The high court, which found that Alabama’s map likely violated the Voting Rights Act by diluting the power of Black voters, declined to hear a challenge to a lower court ruling forcing Louisiana to redraw its map.
The Supreme Court ordered the Louisiana case down to the Court of Appeals for the Fifth Circuit, which is bound by the ruling in the Alabama case.
Last year, Republicans in the Louisiana Legislature approved a House map that did not give Black voters a majority in any of the state’s six House districts.
About 33% of Louisiana’s population is Black, according to the census.
The map was rejected by a federal court judge who found it in violation of the Voting Rights Act. The Supreme Court reinstated the districts pending an appeal, and the map was used in last year’s midterm elections.
But the high court’s ruling in the Alabama case, Allen v. Milligan, appeared to sound the death knell of Louisiana’s congressional map.
The Supreme Court’s 5-to-4 decision in the Alabama case — considered a surprise by court watchers — bolstered the power of the 1965 Voting Rights Act and left Alabama lawmakers to redraw Alabama’s map.

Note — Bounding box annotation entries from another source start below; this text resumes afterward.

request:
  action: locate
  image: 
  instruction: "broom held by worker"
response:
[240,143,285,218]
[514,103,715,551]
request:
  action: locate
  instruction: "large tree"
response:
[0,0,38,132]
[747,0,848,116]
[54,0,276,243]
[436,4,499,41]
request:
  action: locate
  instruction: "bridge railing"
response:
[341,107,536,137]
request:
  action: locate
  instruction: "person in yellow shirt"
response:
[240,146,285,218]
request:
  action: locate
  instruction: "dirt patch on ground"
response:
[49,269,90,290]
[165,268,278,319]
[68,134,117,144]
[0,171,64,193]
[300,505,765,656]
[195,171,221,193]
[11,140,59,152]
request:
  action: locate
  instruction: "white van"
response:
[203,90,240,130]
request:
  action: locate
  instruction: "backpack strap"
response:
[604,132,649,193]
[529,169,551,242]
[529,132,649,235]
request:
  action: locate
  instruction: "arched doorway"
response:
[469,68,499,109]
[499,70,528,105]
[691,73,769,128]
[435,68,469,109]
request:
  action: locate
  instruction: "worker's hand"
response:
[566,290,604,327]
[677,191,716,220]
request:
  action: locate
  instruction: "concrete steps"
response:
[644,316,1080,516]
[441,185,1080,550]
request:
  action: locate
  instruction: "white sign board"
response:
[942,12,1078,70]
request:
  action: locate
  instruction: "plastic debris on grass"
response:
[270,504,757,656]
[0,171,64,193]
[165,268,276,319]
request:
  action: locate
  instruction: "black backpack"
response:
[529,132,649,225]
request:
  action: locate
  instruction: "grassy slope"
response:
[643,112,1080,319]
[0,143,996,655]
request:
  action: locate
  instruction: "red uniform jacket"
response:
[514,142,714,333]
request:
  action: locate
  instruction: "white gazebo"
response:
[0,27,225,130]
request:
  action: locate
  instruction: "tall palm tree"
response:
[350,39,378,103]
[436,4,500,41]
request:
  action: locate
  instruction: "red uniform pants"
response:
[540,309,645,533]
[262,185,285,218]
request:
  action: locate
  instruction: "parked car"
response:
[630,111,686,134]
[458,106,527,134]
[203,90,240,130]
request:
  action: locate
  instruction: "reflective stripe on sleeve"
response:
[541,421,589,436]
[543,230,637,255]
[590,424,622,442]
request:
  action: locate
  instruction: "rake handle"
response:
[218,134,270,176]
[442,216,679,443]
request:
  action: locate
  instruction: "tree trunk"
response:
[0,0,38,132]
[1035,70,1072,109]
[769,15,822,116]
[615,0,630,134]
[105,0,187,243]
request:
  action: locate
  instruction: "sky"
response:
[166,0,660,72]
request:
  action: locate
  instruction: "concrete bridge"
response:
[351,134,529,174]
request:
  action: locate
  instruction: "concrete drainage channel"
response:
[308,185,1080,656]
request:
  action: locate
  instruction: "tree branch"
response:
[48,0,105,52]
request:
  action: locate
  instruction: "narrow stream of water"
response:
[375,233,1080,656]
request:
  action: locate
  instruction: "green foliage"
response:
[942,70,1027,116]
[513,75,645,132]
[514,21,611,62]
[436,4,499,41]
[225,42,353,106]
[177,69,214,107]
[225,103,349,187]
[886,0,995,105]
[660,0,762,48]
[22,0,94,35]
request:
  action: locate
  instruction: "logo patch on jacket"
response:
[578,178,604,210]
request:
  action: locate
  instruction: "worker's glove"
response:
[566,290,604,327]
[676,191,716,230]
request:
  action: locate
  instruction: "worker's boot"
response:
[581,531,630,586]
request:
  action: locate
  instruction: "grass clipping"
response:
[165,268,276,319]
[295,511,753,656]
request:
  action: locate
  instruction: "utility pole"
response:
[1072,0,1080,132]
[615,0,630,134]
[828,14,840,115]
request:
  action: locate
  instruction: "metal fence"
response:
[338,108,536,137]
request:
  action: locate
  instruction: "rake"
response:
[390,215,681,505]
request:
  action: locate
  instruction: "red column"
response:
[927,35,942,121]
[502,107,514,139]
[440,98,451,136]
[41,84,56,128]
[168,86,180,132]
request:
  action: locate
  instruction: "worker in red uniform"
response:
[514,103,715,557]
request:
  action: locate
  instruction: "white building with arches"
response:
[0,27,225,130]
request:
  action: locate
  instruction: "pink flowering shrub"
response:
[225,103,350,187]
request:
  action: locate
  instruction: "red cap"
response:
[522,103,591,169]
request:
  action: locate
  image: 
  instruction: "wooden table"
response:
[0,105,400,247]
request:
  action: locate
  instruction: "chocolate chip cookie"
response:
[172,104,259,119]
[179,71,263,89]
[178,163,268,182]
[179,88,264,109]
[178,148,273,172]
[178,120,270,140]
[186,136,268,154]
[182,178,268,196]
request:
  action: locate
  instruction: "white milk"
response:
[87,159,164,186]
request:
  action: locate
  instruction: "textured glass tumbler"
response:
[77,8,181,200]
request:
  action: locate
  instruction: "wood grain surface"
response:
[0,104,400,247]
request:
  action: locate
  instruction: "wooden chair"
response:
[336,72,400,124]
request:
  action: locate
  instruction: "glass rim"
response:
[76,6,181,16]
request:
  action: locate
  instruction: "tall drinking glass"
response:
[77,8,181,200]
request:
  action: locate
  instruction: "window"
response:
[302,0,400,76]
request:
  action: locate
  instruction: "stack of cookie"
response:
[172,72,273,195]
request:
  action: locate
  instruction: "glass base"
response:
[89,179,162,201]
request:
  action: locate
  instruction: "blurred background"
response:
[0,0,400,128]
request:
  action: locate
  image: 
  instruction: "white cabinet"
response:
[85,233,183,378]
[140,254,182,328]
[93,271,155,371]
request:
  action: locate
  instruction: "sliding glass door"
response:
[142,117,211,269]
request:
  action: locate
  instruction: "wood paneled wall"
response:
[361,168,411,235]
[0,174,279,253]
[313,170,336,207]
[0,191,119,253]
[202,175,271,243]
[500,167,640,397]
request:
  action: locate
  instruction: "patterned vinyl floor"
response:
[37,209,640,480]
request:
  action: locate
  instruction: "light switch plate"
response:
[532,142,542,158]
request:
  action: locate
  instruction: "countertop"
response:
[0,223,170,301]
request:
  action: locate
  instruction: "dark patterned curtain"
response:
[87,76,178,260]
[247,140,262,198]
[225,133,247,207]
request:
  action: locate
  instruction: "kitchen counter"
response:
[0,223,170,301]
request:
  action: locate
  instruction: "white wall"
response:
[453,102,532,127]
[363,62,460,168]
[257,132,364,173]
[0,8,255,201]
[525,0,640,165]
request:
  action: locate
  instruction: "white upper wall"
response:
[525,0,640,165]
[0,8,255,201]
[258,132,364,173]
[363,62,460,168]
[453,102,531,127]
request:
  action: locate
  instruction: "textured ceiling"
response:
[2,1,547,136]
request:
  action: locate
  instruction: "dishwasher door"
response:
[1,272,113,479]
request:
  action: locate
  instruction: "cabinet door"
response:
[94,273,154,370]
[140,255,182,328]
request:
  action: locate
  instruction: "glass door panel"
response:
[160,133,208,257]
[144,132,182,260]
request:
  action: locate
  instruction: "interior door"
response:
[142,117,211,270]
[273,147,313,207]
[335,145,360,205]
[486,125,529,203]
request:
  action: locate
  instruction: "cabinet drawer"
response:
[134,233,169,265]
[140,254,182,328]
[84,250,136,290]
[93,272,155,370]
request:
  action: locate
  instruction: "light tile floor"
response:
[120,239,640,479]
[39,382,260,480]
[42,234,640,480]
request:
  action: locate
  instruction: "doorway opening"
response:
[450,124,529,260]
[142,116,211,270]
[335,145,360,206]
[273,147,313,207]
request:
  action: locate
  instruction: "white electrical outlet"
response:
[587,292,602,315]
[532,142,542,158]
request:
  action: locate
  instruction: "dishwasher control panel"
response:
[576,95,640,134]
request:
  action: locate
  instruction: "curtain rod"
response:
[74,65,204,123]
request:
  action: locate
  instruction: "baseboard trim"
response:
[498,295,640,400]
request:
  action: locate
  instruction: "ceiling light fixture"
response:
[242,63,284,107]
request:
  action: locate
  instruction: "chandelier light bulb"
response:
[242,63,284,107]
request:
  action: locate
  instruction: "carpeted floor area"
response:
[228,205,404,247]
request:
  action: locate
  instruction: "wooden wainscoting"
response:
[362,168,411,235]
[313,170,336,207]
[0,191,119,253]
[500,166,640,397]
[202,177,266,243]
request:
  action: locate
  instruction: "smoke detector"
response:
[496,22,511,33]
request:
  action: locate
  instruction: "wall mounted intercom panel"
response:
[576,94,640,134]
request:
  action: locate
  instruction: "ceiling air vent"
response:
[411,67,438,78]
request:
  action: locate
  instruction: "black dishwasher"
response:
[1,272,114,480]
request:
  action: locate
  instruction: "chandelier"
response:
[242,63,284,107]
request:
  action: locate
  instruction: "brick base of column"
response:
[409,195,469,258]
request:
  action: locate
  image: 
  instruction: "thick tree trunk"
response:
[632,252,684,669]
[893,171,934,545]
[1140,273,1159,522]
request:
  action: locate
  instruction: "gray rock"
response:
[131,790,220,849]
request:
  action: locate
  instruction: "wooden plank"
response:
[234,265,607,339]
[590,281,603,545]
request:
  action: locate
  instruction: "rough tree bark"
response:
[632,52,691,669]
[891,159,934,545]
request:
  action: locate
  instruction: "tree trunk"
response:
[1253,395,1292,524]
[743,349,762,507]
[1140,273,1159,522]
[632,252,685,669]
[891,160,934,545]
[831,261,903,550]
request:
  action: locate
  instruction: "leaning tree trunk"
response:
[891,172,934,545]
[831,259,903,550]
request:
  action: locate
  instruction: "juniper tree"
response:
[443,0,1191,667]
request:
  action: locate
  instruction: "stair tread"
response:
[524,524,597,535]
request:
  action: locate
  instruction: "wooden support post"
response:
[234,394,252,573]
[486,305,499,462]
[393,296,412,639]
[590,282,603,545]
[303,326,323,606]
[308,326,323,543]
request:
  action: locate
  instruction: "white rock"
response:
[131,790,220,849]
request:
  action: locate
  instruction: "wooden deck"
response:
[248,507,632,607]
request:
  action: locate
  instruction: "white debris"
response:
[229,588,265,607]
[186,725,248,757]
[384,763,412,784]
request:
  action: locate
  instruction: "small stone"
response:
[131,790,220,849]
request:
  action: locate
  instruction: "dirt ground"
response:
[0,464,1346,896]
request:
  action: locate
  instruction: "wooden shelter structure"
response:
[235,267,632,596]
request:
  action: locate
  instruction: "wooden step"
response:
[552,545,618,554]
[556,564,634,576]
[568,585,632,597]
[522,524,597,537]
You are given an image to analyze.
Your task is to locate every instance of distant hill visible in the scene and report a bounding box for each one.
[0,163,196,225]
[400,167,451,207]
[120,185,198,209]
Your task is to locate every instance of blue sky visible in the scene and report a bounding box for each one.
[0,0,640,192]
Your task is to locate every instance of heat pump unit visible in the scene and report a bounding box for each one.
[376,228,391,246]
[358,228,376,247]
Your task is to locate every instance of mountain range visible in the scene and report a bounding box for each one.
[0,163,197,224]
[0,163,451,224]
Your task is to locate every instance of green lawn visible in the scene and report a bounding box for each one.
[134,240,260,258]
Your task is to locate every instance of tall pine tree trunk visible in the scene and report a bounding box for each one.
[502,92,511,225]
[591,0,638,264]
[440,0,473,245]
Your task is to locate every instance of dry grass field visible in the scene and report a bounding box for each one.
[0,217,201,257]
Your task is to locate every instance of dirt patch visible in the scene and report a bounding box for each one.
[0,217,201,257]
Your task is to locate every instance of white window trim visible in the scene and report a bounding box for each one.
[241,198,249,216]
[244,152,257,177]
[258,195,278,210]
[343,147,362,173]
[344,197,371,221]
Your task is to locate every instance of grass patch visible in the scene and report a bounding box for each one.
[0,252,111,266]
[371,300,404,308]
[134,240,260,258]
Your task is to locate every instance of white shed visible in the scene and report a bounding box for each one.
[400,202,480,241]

Chief Justice John Roberts and Justice Brett Kavanaugh, two conservatives, joined the court’s three-member liberal wing — Justices Elena Kagan, Ketanji Brown Jackson and Sonia Sotomayor — to make up the majority.
Justices Samuel Alito, Amy Coney Barrett, Clarence Thomas and Neil Gorsuch dissented in the case.
There were no noted dissents in the Monday order on the Louisiana map.
The order suggested the matter must be resolved “in advance of the 2024 congressional elections in Louisiana.”